Case ID: smith-n-h_1/html/0175-01.html
Source: Caselaw Access Project
Author: {"author": "Smith, C. J.,", "license": "Public Domain", "url": "https://static.case.law/"}
Date Created: 2024-08-24T03:29:51.129683

Joseph Winch v. — Wright, B. Wright, Joel Wright, Amos Thompson, and Jesse Hardy.
    Eeceiptors refused to deliver attached property when demanded by the sheriff on the execution. Thereupon, the debtor’s body was taken on the execution.
    Smith, C. J., was of opinion that taking the body did not discharge the receiptors from their liability to the officer.
    The cause having been compromised, no decision was given.
    This was an action of trover for two oxen, six cows, two three-year old steers, ten other young cattle, one horse, eighteen sheep, three hogs, twenty tons of E. hay; all valued at I--.
    Plea: the general issue.
    This cause was opened to the jury at last Term, when it appeared in evidence that Adams & Nazro sued one Nathaniel Emerson. Calvin Bragg was the deputy sheriff who served the writ. He attached certain personal property of Nathaniel Emerson. John Emerson, Isaiah Hardy, Nathan Hardy, and Reuben Heath gave a receipt for the property, promising to redeliver it to Bragg on demand.
    Adams & Nazro obtained judgment, Superior Court, October, 1805. The execution was delivered to Bragg, and, within •thirty days next after judgment, he demanded the goods attached, which were not delivered. Nov. 13,1805, he obtained a writ of attachment, in his own name, against the receiptors, John Emerson and others; and on Dec. 3,1805, Joseph Winch, the present plaintiff, attached the property mentioned in the present declaration, which was delivered to the present defendants, on their receipt, promising to redeliver the same to Winch, the plaintiff, on demand. The whole property was valued at $1,300.
    At April Term, 1806, C. C. P. Cheshire Co., judgment was rendered in the suit Bragg v. John Emerson et ais.; damages and costs $1,301.92.
    Before the commencement of the present action, viz. April 28,1806, Winch demanded, on Bragg’s execution, the property attached, and which had been delivered to defendants, and they refused to deliver it. Immediately upon this refusal, Bragg, who was present, directed Winch to take the bodies of John Emerson and others, the first receiptors, which he did; and they are now in prison by virtue of that commitment.
    [The defendants attempted to show that Winch discharged them from their engagement, by certain declarations which he made after the bodies of the first receiptors were taken on the execution.]
    As there was no dispute about the facts, except this parol discharge by Winch, it was agreed that the cause should be withdrawn from the jury, and considered as a case stated for the opinion of the Court.
    The parties compromised, and the action was dismissed at this Term.
   Smith, C. J.,

committed some views to writing, from which the following is an extract: —

The defence is, first, that the receipt became void on the bodies of the owners of the goods attached being taken in execution ; that this is a satisfaction of the debt due Bragg.

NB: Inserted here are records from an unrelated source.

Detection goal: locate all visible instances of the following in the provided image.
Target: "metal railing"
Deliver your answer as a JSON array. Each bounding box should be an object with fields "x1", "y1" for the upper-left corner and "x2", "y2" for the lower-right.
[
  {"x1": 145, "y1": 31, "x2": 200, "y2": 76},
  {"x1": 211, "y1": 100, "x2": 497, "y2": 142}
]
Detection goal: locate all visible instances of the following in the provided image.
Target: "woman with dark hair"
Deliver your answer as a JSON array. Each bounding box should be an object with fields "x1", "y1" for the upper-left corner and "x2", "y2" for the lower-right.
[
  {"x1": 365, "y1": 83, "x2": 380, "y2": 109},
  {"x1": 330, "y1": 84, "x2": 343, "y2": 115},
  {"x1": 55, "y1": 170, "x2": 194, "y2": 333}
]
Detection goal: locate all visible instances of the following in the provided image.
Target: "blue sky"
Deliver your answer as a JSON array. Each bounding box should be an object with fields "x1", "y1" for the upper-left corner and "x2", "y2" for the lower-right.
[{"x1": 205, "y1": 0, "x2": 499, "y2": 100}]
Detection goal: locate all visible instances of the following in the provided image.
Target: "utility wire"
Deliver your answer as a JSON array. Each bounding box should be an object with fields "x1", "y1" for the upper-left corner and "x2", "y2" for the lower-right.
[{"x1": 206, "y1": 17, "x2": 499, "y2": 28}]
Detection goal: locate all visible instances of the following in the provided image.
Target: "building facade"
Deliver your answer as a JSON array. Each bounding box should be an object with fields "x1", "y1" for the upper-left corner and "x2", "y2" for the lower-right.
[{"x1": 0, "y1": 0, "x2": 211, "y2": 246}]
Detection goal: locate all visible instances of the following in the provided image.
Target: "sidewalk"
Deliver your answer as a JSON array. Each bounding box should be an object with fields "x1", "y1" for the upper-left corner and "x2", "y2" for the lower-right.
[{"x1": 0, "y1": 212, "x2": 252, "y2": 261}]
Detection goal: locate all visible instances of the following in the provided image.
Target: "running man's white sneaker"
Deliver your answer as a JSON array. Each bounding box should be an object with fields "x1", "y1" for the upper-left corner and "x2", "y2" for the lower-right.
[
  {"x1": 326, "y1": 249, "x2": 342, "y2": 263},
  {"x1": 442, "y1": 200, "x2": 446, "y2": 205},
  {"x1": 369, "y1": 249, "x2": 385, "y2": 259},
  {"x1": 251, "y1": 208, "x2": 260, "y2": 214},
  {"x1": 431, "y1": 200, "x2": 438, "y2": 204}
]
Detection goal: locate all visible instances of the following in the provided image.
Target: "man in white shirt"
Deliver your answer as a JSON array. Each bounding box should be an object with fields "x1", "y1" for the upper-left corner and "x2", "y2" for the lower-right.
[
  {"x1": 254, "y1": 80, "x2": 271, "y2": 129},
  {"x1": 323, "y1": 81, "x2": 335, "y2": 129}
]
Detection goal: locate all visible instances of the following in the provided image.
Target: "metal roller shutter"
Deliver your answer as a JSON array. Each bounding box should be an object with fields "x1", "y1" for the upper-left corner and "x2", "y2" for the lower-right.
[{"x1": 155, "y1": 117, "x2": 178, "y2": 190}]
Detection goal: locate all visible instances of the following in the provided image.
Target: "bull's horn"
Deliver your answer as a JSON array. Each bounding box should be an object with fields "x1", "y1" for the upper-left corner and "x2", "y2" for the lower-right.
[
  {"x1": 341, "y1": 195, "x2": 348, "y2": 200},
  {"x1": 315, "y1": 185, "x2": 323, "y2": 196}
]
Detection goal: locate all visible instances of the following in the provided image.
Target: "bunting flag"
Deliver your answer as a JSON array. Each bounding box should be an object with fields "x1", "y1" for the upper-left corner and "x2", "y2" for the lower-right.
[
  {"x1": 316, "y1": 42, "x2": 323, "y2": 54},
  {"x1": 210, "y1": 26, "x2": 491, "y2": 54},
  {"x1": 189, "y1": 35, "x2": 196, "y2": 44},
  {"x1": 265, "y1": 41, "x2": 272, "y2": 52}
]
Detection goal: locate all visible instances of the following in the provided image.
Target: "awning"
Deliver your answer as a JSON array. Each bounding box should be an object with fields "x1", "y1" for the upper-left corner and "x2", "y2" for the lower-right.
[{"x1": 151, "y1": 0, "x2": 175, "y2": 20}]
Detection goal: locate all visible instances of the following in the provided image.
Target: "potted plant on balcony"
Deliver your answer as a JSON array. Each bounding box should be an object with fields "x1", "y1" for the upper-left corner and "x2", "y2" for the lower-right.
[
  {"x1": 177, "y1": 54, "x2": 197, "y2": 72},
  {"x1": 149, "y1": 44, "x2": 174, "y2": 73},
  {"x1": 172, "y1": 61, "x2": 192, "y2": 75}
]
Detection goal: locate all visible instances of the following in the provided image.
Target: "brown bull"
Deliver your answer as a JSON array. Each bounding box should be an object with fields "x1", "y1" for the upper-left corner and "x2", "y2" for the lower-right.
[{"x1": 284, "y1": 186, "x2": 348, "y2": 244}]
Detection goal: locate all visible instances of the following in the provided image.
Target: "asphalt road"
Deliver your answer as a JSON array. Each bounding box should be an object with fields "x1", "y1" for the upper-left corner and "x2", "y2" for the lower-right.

But this is not so : Bragg cannot take the bodies and estate of his debtors at the same time in execution; but Bragg may take the bodies, and Winch the estate. Winch became, on the attachment, answerable to Bragg for the goods attached; and this right of Bragg to look to Winch still exists, till actual valuable satisfaction made by John Emerson et ah., his debtors ; i. e., till payment of the debt. By taking the bodies, Bragg did not discharge the estate; he had no election ; he could not get the estate. If defendants had, on demand by Winch, produced the property, and Bragg had chosen to levy on the bodies, defendants would have been discharged. Nothing discharges defendants from their engagements except the production of the property on demand, or satisfaction of the judgment to respond which the attachment was made, i. e. payment. Perhaps, indeed, if no demand had been made, and no refusal on the part of defendants, and Bragg had chosen to take John Emerson et als., his debtors, in execution, it might have been considered as satisfaction; he might be considered as having made his election. But in this case he had no choice. He might say, “ I cannot get the estate; I will take the bodies, and pursue my remedy against Winch, who ought to have had the goods here on which I might have levied.” The body is not satisfaction like payment. If the persons now in execution were all to die, the debt would still live, it would survive them. The rule of law on which defendants rely extends no farther than this, that, on the same judgment, the body and property of the same person shall not be taken in execution.

In Lord v. Hobbes, Rockingham, September Term, 1804 [reported ante], which was debt on bond against defendant, and another who died since commencement of this suit, to abide the award of referees on submission of an action pending in court, there had been judgment (in the suit referred) on the report, and Hobbes had been committed in execution. It was held that this commitment did not discharge the bond ; though, if the judgment on the award had been paid, it would have been a good discharge.

The holder of a bill may sue the acceptor, drawer, and indorsers, at the same time; have execution against them all; may take the bodies of each in execution ; he may have ca. sa. against all but one, and fieri facias against that one ; nothing but actual payment will be a discharge. Chitty, 182, 183; Kyd, 116, 117.